Some new moms find they’re hungrier while breastfeeding than they were when pregnant! Generally, a full-time nursing mother should be eating about 1,800 calories minimum to meet her and her baby’s needs. An extreme diet may have a greater toll on your body while you’re nursing, because the process of breastfeeding is already nutritionally demanding.
Losing Nutrients Can Harm You
In 2015, a woman who had maintained a low-carb, high-fat diet for several years nearly died when she continued this extreme eating pattern while breastfeeding. Your body will draw from your nutrient stores to feed your baby. If you’re not taking in enough nutrients to replace what leaves through your milk, you can end up with harmful deficiencies.
Carbs aren’t inherently “bad” for you, and neither is fat. Both are essential components you need in your diet to survive and thrive. Depriving yourself of an entire food category, especially without consulting a medical professional, is risky business. A smarter way to approach eating while breastfeeding is to have a balanced diet of mostly whole, healthy foods. You can eat at a moderate calorie deficit to lose weight, and don’t aim to lose more than 1-2 pounds per week.
Your Milk Can Suffer
Another problem with extreme dieting while breastfeeding is that restricting your own food intake can affect your milk.

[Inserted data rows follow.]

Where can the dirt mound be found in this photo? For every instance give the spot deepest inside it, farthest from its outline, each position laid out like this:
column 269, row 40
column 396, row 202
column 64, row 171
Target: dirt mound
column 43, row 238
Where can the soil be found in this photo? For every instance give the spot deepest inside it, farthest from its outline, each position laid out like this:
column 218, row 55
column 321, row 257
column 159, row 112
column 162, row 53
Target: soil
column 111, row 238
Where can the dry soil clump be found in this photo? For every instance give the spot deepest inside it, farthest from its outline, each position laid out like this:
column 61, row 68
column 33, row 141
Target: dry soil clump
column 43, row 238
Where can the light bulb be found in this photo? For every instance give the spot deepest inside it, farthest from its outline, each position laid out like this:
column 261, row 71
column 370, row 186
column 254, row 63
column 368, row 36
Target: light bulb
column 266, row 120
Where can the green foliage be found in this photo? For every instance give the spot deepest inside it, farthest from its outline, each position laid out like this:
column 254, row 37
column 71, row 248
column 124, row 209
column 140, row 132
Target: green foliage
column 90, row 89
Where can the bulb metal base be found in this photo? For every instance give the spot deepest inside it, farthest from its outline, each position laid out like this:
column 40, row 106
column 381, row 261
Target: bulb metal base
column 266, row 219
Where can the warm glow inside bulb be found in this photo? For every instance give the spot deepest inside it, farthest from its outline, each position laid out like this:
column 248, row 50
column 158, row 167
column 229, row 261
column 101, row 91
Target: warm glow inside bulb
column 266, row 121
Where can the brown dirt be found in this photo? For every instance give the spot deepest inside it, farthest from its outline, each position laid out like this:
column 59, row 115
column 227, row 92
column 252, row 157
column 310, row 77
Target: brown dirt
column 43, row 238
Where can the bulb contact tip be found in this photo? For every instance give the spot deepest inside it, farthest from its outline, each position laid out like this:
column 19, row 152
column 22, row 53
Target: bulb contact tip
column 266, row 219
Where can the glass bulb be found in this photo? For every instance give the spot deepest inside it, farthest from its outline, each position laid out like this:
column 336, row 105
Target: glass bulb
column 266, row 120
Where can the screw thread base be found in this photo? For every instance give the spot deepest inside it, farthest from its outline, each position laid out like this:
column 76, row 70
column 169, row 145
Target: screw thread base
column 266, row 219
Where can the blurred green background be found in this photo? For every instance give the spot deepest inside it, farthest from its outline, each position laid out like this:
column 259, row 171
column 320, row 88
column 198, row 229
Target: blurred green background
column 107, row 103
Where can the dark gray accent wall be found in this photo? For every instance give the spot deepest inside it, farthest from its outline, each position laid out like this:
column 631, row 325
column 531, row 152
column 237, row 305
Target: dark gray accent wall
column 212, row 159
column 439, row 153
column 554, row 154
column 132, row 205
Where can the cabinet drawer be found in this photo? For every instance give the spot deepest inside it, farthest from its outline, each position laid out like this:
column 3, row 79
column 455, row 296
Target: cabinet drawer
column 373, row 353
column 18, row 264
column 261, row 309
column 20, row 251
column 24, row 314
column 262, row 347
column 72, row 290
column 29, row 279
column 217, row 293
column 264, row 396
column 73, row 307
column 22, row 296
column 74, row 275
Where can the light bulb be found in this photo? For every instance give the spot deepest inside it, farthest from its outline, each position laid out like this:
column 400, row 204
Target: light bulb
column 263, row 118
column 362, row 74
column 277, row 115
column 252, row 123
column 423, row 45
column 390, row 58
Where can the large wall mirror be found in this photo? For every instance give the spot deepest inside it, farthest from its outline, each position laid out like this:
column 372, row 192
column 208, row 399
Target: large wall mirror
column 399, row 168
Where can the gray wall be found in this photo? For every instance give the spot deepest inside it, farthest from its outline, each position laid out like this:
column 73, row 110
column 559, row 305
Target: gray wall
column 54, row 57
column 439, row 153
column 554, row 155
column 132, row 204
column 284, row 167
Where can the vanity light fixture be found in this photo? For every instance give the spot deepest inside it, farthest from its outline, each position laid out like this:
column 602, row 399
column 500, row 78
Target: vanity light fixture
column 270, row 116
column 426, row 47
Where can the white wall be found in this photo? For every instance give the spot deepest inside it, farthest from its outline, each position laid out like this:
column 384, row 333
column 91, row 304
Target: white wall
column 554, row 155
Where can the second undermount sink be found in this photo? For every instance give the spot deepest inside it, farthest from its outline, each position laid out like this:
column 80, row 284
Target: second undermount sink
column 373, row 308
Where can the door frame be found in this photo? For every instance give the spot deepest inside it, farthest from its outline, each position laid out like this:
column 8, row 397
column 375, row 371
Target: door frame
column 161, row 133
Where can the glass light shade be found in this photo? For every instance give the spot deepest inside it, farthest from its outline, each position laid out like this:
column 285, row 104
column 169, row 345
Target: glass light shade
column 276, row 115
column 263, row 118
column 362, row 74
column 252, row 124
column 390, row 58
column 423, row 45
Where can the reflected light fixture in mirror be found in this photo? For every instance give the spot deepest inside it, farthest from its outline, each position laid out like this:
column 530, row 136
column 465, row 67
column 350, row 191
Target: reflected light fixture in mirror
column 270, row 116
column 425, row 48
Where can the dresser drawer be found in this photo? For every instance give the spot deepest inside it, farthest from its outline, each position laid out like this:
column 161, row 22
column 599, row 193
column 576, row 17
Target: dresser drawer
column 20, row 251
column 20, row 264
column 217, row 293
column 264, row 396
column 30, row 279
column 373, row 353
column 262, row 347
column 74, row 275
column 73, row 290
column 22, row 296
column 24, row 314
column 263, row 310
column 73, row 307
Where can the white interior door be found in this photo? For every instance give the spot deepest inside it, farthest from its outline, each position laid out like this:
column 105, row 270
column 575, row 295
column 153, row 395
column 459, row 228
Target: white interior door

Generally speaking, your body prioritizes generating quality breastmilk first. That’s why you’ll tend to notice adverse effects in your own health before you see a drop in milk quality. But in the case of extreme dieting, you may exhaust your body’s resources faster. Every mother and baby are different, and some moms may notice that their diet affects milk supply more quickly. Increasing milk supply is often a challenging process, so it’s better to avoid this outcome if possible. Vitamin deficiencies, including low levels of vitamins D and B12, can also lead to health complications.
Dieting While Breastfeeding (If You Must)
To be frank, you’ve got so many better things to do in the early months of your baby’s life than worry about your weight. Bonding, resting, and preparing to return to work (if applicable) are more important. Pushing yourself too hard in an attempt to capture some magazine editor’s ideal isn’t worth the heartache.
When it comes to your breastfeeding diet, start by practicing these habits to keep you and your baby healthy:
- Drink tons of water to replenish fluids lost through breastfeeding
- Reach for plenty of fresh fruits and vegetables
- Incorporate healthy sources of protein, whether it’s meat or plant-based protein
- Limit junk food
- Continue to take your prenatal vitamin or other vitamin supplements your doctor recommends to maintain nutrient stores
- Enjoy treats in moderation. Being a new parent is stressful, so if you wolf down a few donuts to cope with a baby crying for hours, be gentle on yourself
- Resume exercise when your doctor clears you to, and focus on regaining strength and stamina, rather than worrying about your exact weight.